By Clifford F. Lynch
All too often, the term "freight broker" conjures up visions of Joe
Bob parked in a booth at the Flying Z truck stop with his cell phone, a pad and
pencil, and a generous potion of chicken fried steak. And that’s a shame. In a
few cases, the image may not be too far from the truth. But for the most part,
Joe Bob’s gone the way of the dinosaur. Today, freight brokerage – the
business of matching up shippers who have freight to be moved with carriers who
can haul it – has grown into a sophisticated multimillion dollar profession.
And it’s a profession with bright prospects, thanks to a shortage of trucking
capacity.
For over a year now, the economy’s been gathering steam. Today’s DCs are
bulging at the seams with HDTV systems and digital cameras waiting to be moved
to store shelves. Problem is, there are fewer and fewer trucks available to haul
them. Hit by soaring fuel and insurance costs in the last couple of years
(insurance costs alone have risen 50 percent since 2000), thousands of truckers
have closed their doors.
In ordinary times, that would simply mean more opportunity for the survivors.
But these aren’t ordinary times. Truckers looking to expand quickly become
discouraged by equipment prices. Last year’s engine emissions regulations have
pushed up tractor prices to record levels. Then there’s the problem of finding
more drivers. The new driver hours-of-service regulations that took effect in
January have only exacerbated an existing driver shortage. Swift Transportation,
for example, reported that by the end of December, it had lost 150 to 200
drivers, who quit because they feared the new regs would mean a big loss of
income.
As the smaller, poorly managed fleets are squeezed out of the industry and
the rest grapple with equipment and productivity constraints, shippers find
themselves caught in a capacity crunch. Many of these shippers will turn to
brokers and their expansive networks.
Freight brokers aren’t new, of course. They’ve been around as long as the
trucking industry itself; but today, they’re larger and more customer-focused
than ever before. In 2003, for example, C.H. Robinson, hardly a newcomer to the
industry, made 88 percent of its gross profit from managing over-the-road
freight, though it doesn’t own a single truck.

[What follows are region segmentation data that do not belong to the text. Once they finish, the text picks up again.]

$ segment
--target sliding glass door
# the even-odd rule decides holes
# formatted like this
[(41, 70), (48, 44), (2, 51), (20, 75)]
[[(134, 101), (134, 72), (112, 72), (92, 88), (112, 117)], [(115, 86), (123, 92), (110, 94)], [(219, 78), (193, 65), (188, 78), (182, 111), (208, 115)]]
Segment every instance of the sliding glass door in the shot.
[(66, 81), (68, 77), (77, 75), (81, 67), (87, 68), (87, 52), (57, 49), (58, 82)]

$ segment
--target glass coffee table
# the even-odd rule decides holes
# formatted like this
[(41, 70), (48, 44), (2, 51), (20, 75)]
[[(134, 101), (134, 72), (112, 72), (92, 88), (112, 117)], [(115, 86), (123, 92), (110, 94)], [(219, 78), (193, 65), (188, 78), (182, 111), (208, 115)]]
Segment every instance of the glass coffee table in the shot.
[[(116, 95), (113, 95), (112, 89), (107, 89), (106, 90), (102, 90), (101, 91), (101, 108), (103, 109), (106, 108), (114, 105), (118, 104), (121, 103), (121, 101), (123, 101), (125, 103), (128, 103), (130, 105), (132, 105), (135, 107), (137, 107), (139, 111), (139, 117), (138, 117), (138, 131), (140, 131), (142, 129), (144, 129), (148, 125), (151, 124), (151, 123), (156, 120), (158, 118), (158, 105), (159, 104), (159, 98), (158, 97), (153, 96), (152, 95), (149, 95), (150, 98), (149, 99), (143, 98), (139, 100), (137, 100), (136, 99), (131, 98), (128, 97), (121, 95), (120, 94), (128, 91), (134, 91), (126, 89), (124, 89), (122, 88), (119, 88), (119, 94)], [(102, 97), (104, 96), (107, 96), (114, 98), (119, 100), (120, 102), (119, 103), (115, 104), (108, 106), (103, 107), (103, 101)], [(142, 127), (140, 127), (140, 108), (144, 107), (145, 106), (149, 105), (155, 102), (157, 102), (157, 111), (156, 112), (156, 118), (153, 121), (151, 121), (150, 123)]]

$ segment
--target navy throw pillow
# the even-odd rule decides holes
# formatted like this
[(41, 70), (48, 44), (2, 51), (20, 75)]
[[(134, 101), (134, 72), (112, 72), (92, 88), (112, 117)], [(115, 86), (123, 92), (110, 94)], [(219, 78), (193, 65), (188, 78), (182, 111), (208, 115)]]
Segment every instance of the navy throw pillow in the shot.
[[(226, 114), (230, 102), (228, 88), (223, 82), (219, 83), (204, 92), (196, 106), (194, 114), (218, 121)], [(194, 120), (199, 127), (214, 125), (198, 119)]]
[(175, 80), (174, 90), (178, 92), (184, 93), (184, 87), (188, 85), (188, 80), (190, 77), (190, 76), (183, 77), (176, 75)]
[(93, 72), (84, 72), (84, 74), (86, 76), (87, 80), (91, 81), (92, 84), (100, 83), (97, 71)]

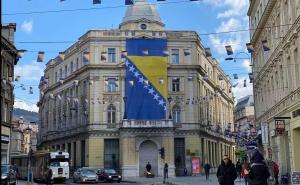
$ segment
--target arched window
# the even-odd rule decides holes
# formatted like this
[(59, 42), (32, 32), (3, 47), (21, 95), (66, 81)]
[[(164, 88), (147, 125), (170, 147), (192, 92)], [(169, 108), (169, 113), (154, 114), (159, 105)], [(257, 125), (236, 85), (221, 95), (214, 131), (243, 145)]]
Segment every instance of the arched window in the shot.
[(116, 123), (116, 107), (109, 105), (107, 108), (107, 123)]
[(172, 115), (174, 123), (181, 123), (181, 111), (178, 105), (175, 105), (173, 107)]

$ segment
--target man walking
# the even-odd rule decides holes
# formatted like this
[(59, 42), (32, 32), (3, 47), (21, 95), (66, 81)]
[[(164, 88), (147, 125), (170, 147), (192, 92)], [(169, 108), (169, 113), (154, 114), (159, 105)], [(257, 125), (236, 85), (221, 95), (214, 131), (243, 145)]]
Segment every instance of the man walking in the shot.
[(268, 185), (270, 173), (262, 154), (255, 150), (250, 158), (249, 185)]
[(210, 170), (210, 164), (205, 163), (205, 165), (204, 165), (204, 171), (205, 171), (206, 180), (209, 179), (209, 170)]
[(217, 177), (220, 185), (234, 185), (237, 178), (236, 169), (228, 155), (224, 155), (220, 166), (218, 167)]
[(53, 175), (53, 172), (52, 172), (51, 168), (49, 168), (47, 171), (47, 185), (53, 185), (52, 175)]

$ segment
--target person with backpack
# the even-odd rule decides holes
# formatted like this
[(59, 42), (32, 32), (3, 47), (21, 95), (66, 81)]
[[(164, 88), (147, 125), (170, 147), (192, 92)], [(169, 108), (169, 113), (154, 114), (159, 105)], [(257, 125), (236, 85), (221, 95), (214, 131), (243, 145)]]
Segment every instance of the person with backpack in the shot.
[(249, 164), (244, 163), (242, 167), (241, 176), (244, 178), (245, 185), (248, 185), (248, 176), (249, 176)]
[(223, 160), (218, 167), (217, 177), (220, 185), (234, 185), (237, 174), (234, 164), (231, 162), (228, 155), (224, 155)]
[(250, 158), (249, 185), (268, 185), (269, 169), (262, 154), (255, 150)]

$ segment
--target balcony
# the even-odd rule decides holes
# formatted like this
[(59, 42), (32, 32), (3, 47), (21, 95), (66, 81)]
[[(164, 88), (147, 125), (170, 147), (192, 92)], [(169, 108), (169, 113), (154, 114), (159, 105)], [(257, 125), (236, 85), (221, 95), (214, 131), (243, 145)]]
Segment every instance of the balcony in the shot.
[(173, 128), (173, 120), (123, 120), (121, 128)]

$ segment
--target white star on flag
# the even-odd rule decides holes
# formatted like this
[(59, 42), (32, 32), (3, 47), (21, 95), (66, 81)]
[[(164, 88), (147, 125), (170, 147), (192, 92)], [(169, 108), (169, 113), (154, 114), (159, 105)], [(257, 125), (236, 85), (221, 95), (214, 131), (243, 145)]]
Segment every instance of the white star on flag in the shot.
[(149, 89), (149, 93), (153, 94), (154, 93), (154, 89), (153, 88)]
[(159, 96), (157, 94), (155, 94), (154, 97), (153, 97), (153, 99), (158, 100), (158, 97)]
[(134, 71), (134, 67), (133, 67), (133, 66), (130, 66), (130, 67), (129, 67), (129, 71), (133, 72), (133, 71)]
[(164, 102), (164, 100), (163, 100), (163, 99), (161, 99), (161, 100), (159, 100), (159, 103), (158, 103), (158, 104), (163, 106), (163, 105), (164, 105), (164, 103), (165, 103), (165, 102)]
[(144, 83), (144, 78), (143, 77), (139, 78), (139, 82)]

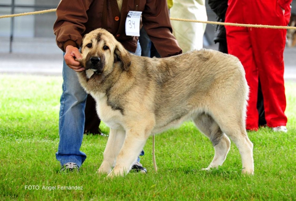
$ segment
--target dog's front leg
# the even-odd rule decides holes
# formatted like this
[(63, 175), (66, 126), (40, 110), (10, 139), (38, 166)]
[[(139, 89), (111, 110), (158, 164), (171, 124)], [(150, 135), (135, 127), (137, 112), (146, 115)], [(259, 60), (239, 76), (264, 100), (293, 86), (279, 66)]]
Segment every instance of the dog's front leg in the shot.
[(131, 129), (127, 131), (124, 142), (116, 160), (115, 167), (108, 174), (108, 176), (124, 176), (128, 173), (132, 165), (137, 160), (143, 150), (149, 133), (145, 132), (145, 129), (137, 131)]
[(109, 137), (104, 152), (104, 159), (97, 173), (109, 174), (111, 171), (125, 137), (125, 131), (110, 129)]

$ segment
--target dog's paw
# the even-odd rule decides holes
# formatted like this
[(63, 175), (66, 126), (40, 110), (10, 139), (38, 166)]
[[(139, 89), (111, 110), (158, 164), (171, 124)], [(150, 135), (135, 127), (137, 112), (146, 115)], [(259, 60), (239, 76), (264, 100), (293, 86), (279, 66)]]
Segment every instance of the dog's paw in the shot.
[(253, 175), (254, 174), (254, 169), (244, 168), (242, 170), (242, 174), (246, 175)]

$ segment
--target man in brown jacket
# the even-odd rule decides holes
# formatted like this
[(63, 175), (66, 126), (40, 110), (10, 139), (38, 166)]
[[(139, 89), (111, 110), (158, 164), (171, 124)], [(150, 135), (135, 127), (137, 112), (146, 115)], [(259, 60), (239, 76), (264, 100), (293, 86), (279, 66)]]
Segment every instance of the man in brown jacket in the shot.
[[(182, 53), (172, 34), (166, 0), (62, 0), (57, 7), (53, 29), (57, 44), (65, 52), (60, 142), (56, 153), (62, 171), (78, 170), (86, 158), (80, 148), (87, 94), (75, 73), (84, 68), (75, 61), (81, 58), (79, 49), (82, 37), (97, 28), (104, 28), (130, 52), (141, 56), (138, 37), (126, 35), (125, 32), (126, 16), (131, 11), (142, 12), (143, 26), (162, 57)], [(134, 169), (146, 172), (139, 161)]]

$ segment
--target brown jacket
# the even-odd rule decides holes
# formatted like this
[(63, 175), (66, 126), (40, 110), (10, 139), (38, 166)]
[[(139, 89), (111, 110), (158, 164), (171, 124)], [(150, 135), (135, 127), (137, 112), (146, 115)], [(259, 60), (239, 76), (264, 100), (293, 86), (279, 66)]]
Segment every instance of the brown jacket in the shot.
[(83, 36), (99, 28), (111, 33), (128, 50), (135, 52), (138, 37), (125, 34), (129, 11), (142, 11), (144, 29), (162, 57), (182, 53), (172, 34), (166, 0), (123, 0), (119, 12), (116, 0), (62, 0), (53, 30), (58, 46), (80, 47)]

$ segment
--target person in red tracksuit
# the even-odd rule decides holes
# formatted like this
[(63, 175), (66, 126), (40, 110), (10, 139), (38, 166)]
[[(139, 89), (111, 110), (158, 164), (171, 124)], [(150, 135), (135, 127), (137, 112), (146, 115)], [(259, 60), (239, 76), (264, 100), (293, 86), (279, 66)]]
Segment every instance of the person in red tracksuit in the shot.
[[(225, 22), (287, 26), (292, 0), (228, 0)], [(250, 89), (246, 129), (258, 130), (256, 105), (260, 78), (267, 126), (287, 132), (284, 80), (286, 30), (225, 26), (228, 53), (237, 57)]]

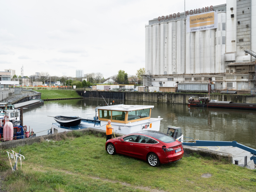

In the last few years, several entrepreneurs launched Internet-based
brokerage sites, but the idea never really caught on. Many logistics managers
still prefer more direct, personal negotiations with carriers, particularly for
their more service-sensitive customers.
That caution may be misplaced. As more asset-based industry veterans
concentrate on brokerage, shippers can use their services with confidence that
their shipments will be handled with the same dispatch and care they’d
experience through direct dealings with the carriers. A number of responsible
carriers are placing their reputation and credibility squarely on the line with
their brokerage operations. One of those is Schneider National. Schneider’s
transportation management operation includes more than 6,500 carrier partners
that are qualified annually, and it has established an electronic marketplace to
help carriers secure loads.
The one thing freight brokers can’t do, of course, is create more trucks.
But they can provide access to an expanded array of reliable hauling options.
Shippers just have to follow one simple rule: Exercise the same care in
selecting a freight broker as you would when buying any other logistics service.